To avoid woody, leggy plants, lavender should be pruned every year. The best time to do this is as soon as the flowers start to fade, which, depending on the variety, can be any time between midsummer and the end of August. But do not wait for the seed heads to form or the flowers to turn brown as you want to allow the maximum amount of time for regrowth before winter.
Cut back hard to a good compact shape but be sure to leave some new shoots on each stem – lavender will often not regrow from bare wood. These new shoots will grow fast and provide an attractive and healthy cover to protect the plant in winter and provide the basis of next year’s display.
Growing your favourite plants from seed is easy and practically without cost. Not only will this give you dozens of free plants for future years but also spares to give or swap with friends and family and August is the time to begin collecting seed from your garden.
Use brown paper envelopes – A5 is the ideal size – and either carefully cut the seed heads and upend them into the envelopes, seed head and all or else place the envelope over the seed head, seal it and then snip the stem off and store it upside down. Label each envelope clearly with the date, name of the plant and, ideally, the position in the garden, and store them in a cool, dry place.

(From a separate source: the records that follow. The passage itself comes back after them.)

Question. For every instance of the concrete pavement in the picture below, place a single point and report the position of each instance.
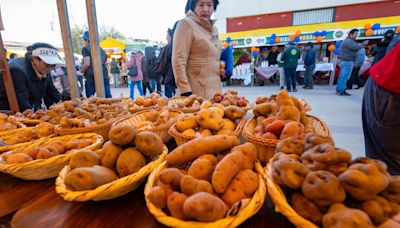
(341, 113)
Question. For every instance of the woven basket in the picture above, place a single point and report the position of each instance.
(316, 125)
(161, 130)
(181, 139)
(281, 203)
(244, 213)
(101, 129)
(46, 168)
(173, 101)
(111, 190)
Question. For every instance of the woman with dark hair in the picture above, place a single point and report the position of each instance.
(31, 78)
(196, 60)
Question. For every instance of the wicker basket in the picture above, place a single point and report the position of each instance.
(173, 101)
(281, 203)
(245, 211)
(111, 190)
(46, 168)
(181, 139)
(101, 129)
(161, 130)
(263, 145)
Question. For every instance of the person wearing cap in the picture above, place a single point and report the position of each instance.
(290, 59)
(31, 78)
(87, 69)
(380, 111)
(309, 63)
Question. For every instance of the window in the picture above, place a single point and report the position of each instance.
(313, 16)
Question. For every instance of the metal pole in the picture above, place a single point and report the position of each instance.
(95, 48)
(68, 49)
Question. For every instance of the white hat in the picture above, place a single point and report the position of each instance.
(48, 55)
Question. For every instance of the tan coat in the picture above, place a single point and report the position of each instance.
(196, 56)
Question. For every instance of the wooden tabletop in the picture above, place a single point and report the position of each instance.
(36, 204)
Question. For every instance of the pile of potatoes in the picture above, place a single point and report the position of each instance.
(193, 101)
(214, 174)
(51, 149)
(280, 117)
(216, 120)
(125, 154)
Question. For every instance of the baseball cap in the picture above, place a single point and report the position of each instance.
(47, 55)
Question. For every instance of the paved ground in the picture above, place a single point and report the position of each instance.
(342, 114)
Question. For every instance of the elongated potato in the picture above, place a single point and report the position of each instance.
(226, 170)
(200, 146)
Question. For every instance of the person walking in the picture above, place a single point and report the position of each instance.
(115, 72)
(348, 54)
(87, 69)
(309, 63)
(290, 59)
(135, 74)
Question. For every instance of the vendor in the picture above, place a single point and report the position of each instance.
(31, 78)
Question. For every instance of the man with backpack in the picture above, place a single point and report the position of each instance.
(87, 69)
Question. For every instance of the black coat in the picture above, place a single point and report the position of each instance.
(30, 89)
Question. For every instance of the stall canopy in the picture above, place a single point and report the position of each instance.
(114, 48)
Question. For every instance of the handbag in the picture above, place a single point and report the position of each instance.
(133, 71)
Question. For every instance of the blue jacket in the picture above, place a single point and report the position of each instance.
(309, 59)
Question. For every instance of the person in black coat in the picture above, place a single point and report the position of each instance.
(31, 78)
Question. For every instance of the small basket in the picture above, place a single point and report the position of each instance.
(46, 168)
(101, 129)
(181, 139)
(161, 130)
(281, 204)
(244, 213)
(173, 101)
(111, 190)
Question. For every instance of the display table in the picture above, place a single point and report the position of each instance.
(36, 204)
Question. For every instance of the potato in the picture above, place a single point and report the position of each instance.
(88, 178)
(200, 146)
(204, 207)
(233, 112)
(18, 158)
(171, 177)
(187, 121)
(210, 119)
(250, 153)
(109, 155)
(83, 158)
(190, 185)
(149, 143)
(130, 161)
(242, 186)
(226, 170)
(175, 203)
(122, 134)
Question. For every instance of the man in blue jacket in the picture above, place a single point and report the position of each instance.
(309, 63)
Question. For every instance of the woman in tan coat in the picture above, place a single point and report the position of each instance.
(196, 51)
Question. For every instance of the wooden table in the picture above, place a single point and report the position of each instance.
(36, 204)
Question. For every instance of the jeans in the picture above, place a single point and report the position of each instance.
(169, 91)
(309, 76)
(290, 76)
(345, 71)
(132, 88)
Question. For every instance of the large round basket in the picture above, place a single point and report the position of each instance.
(175, 100)
(101, 129)
(111, 190)
(45, 168)
(6, 135)
(281, 203)
(161, 130)
(245, 211)
(181, 139)
(267, 146)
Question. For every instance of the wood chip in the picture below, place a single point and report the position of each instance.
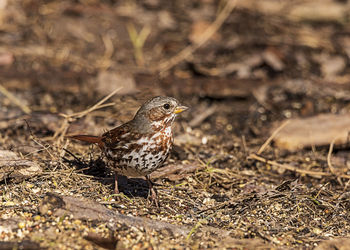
(319, 130)
(15, 168)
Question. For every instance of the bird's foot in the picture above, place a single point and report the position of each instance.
(152, 195)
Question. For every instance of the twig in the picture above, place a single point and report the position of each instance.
(186, 52)
(202, 116)
(329, 157)
(15, 100)
(268, 141)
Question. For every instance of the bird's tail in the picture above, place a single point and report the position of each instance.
(88, 138)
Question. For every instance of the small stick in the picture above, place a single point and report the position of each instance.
(209, 32)
(288, 167)
(329, 157)
(202, 116)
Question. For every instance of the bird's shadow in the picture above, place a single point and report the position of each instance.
(131, 187)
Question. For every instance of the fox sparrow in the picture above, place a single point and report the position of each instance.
(140, 146)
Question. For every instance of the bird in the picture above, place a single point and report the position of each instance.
(141, 145)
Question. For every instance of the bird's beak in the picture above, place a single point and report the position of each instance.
(180, 109)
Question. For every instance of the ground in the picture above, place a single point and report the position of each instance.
(225, 185)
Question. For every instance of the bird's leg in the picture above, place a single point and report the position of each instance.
(116, 189)
(152, 192)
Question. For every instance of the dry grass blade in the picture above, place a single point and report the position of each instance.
(15, 100)
(292, 168)
(209, 32)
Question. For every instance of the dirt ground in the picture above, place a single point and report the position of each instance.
(243, 68)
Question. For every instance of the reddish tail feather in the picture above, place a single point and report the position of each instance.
(88, 138)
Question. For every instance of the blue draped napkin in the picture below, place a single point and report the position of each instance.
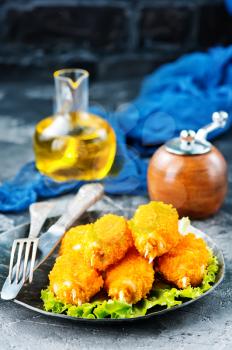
(180, 95)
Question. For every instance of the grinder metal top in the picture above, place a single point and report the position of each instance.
(194, 143)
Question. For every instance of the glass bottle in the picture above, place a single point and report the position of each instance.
(73, 144)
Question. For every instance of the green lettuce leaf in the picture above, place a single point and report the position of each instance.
(162, 295)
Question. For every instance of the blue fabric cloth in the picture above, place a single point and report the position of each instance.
(180, 95)
(228, 4)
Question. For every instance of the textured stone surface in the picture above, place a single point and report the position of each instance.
(205, 325)
(105, 36)
(165, 25)
(91, 27)
(215, 25)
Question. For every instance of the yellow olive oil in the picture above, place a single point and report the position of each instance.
(85, 152)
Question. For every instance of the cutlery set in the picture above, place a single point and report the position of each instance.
(31, 252)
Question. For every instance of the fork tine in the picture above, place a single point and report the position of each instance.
(12, 259)
(19, 258)
(34, 250)
(28, 247)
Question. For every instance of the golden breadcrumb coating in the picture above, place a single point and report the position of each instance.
(74, 281)
(185, 264)
(154, 228)
(76, 239)
(131, 279)
(108, 242)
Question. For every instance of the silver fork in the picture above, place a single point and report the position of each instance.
(38, 214)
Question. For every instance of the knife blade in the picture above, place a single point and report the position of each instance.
(84, 199)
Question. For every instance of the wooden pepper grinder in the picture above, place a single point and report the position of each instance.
(189, 172)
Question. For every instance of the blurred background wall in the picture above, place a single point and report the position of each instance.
(114, 39)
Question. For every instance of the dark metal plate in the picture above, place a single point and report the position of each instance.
(29, 297)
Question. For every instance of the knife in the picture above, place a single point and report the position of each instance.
(84, 199)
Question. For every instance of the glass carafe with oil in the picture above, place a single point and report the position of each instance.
(73, 144)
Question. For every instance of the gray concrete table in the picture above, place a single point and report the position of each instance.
(206, 324)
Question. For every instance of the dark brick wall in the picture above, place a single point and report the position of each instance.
(111, 38)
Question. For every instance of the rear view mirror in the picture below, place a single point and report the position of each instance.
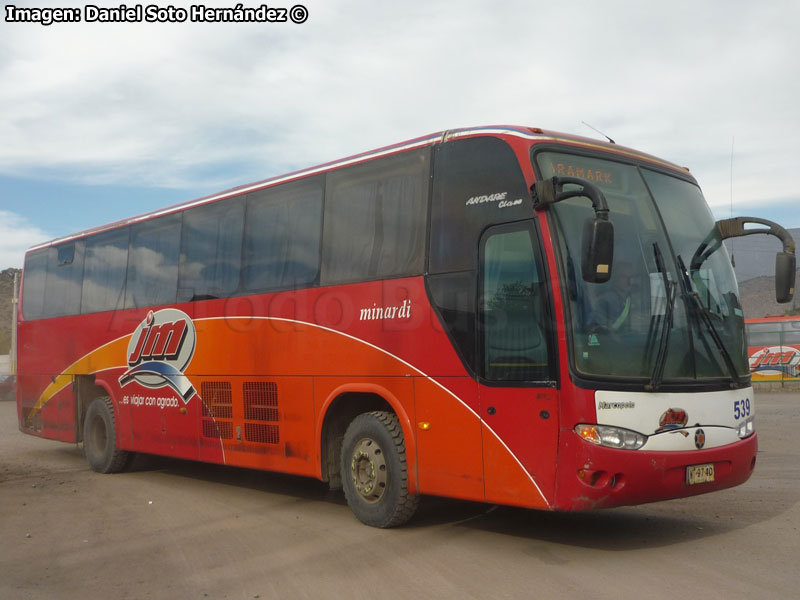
(785, 265)
(597, 250)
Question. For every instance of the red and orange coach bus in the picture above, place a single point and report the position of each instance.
(500, 314)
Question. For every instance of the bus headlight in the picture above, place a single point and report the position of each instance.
(611, 437)
(746, 428)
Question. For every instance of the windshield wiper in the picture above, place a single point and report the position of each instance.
(666, 324)
(704, 316)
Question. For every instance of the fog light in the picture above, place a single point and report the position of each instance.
(611, 437)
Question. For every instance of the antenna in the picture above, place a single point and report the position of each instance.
(598, 131)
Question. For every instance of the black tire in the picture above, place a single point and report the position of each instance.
(375, 471)
(100, 438)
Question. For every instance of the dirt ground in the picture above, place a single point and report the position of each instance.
(174, 529)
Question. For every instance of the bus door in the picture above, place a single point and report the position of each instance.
(519, 401)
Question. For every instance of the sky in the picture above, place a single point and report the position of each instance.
(101, 121)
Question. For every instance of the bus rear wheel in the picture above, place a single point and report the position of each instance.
(375, 471)
(100, 438)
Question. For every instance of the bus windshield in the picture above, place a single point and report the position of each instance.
(671, 309)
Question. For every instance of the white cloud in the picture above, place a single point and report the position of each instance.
(16, 236)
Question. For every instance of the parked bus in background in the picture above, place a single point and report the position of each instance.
(774, 348)
(498, 314)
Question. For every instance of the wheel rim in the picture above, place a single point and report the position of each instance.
(368, 470)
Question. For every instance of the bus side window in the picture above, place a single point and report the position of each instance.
(375, 217)
(33, 284)
(513, 308)
(282, 236)
(62, 291)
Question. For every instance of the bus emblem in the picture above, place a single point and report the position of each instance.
(161, 348)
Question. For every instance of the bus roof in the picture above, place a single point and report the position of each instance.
(532, 133)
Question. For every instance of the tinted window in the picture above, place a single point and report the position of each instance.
(62, 291)
(791, 332)
(763, 334)
(212, 251)
(282, 236)
(477, 182)
(514, 319)
(34, 278)
(104, 272)
(153, 262)
(375, 216)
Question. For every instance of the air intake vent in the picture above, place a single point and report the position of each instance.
(217, 409)
(261, 412)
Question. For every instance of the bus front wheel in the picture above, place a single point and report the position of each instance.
(375, 471)
(100, 438)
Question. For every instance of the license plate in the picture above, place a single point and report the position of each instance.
(699, 474)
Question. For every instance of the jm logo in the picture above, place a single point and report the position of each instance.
(161, 348)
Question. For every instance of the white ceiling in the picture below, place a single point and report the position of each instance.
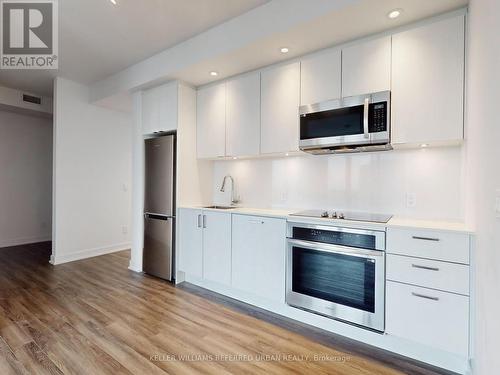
(98, 39)
(361, 19)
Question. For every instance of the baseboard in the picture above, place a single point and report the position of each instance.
(89, 253)
(24, 241)
(134, 267)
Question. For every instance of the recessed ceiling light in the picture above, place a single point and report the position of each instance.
(395, 13)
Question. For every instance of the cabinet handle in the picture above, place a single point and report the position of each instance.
(424, 296)
(256, 222)
(425, 238)
(425, 267)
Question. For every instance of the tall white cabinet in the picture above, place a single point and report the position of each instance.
(243, 115)
(211, 121)
(280, 108)
(366, 67)
(428, 83)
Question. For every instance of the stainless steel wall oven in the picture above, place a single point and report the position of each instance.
(337, 272)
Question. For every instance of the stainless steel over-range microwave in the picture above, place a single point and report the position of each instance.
(351, 124)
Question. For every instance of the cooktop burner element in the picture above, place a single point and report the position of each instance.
(355, 216)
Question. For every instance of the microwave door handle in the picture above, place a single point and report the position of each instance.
(365, 117)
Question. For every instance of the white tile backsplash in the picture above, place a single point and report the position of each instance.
(375, 182)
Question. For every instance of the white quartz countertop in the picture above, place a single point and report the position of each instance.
(394, 222)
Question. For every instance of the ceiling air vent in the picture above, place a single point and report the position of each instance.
(32, 99)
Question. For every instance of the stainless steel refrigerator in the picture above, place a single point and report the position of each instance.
(159, 207)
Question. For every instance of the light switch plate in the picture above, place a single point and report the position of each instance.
(497, 203)
(411, 200)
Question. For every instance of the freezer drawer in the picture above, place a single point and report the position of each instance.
(158, 245)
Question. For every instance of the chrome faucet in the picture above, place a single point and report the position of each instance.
(223, 188)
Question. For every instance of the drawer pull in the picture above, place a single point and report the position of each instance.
(424, 296)
(425, 238)
(425, 267)
(256, 222)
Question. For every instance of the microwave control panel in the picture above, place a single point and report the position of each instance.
(377, 117)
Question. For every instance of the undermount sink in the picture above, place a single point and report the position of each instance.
(221, 207)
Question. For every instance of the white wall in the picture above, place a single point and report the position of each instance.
(92, 175)
(25, 179)
(376, 182)
(483, 132)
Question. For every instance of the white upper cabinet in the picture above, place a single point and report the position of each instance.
(160, 109)
(211, 121)
(320, 77)
(428, 83)
(366, 67)
(280, 91)
(243, 115)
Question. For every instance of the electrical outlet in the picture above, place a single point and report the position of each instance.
(411, 200)
(283, 196)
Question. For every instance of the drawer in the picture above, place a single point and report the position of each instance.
(433, 318)
(449, 277)
(446, 246)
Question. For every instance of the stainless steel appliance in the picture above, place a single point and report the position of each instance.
(345, 215)
(337, 272)
(159, 207)
(351, 124)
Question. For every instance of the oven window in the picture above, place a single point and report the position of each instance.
(334, 123)
(338, 278)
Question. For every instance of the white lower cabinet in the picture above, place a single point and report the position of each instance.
(204, 244)
(217, 247)
(190, 241)
(430, 317)
(258, 260)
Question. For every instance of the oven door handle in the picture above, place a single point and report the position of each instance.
(335, 249)
(365, 117)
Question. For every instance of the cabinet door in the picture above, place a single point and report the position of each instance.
(428, 83)
(428, 316)
(189, 243)
(217, 247)
(168, 99)
(280, 88)
(258, 261)
(211, 121)
(243, 115)
(320, 77)
(150, 111)
(366, 67)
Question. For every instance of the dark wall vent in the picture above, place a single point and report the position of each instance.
(32, 99)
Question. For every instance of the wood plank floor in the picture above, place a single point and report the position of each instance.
(96, 317)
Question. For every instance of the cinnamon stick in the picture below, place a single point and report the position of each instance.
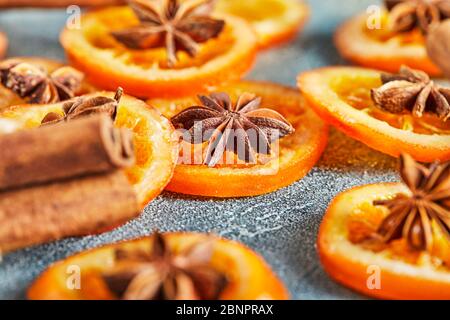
(57, 3)
(86, 146)
(3, 44)
(74, 207)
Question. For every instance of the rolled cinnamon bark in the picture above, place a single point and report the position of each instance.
(82, 147)
(57, 3)
(73, 207)
(3, 44)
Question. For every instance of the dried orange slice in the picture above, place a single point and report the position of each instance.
(341, 96)
(9, 98)
(297, 153)
(3, 44)
(248, 274)
(275, 21)
(391, 273)
(155, 146)
(145, 73)
(380, 49)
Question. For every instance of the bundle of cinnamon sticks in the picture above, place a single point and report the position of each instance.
(64, 180)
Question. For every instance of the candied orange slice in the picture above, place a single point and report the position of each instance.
(393, 272)
(249, 276)
(341, 96)
(380, 49)
(156, 149)
(145, 73)
(3, 44)
(297, 153)
(9, 98)
(275, 21)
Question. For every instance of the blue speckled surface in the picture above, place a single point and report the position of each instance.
(281, 226)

After a week or two the seeds should be dry and can then be sieved, cleaned and stored in sealed packets. For longer term storage, a plastic tub with a tight lid stored in the fridge is ideal.
WATERING CAMELLIAS, AZALEAS AND RHODODENDRONS
Camellias, Azaleas and Rhododendrons form their flower buds in late summer and autumn. In other words the display that they give you next spring is largely determined over the coming weeks. If they are too dry the buds will not form properly and those that are made quite often subsequently drop off in the spring before flowering as a result of dehydration the previous autumn. So give them a good soak – with rainwater if at all possible – especially if they are growing in a container, and do so each week for the next couple of months.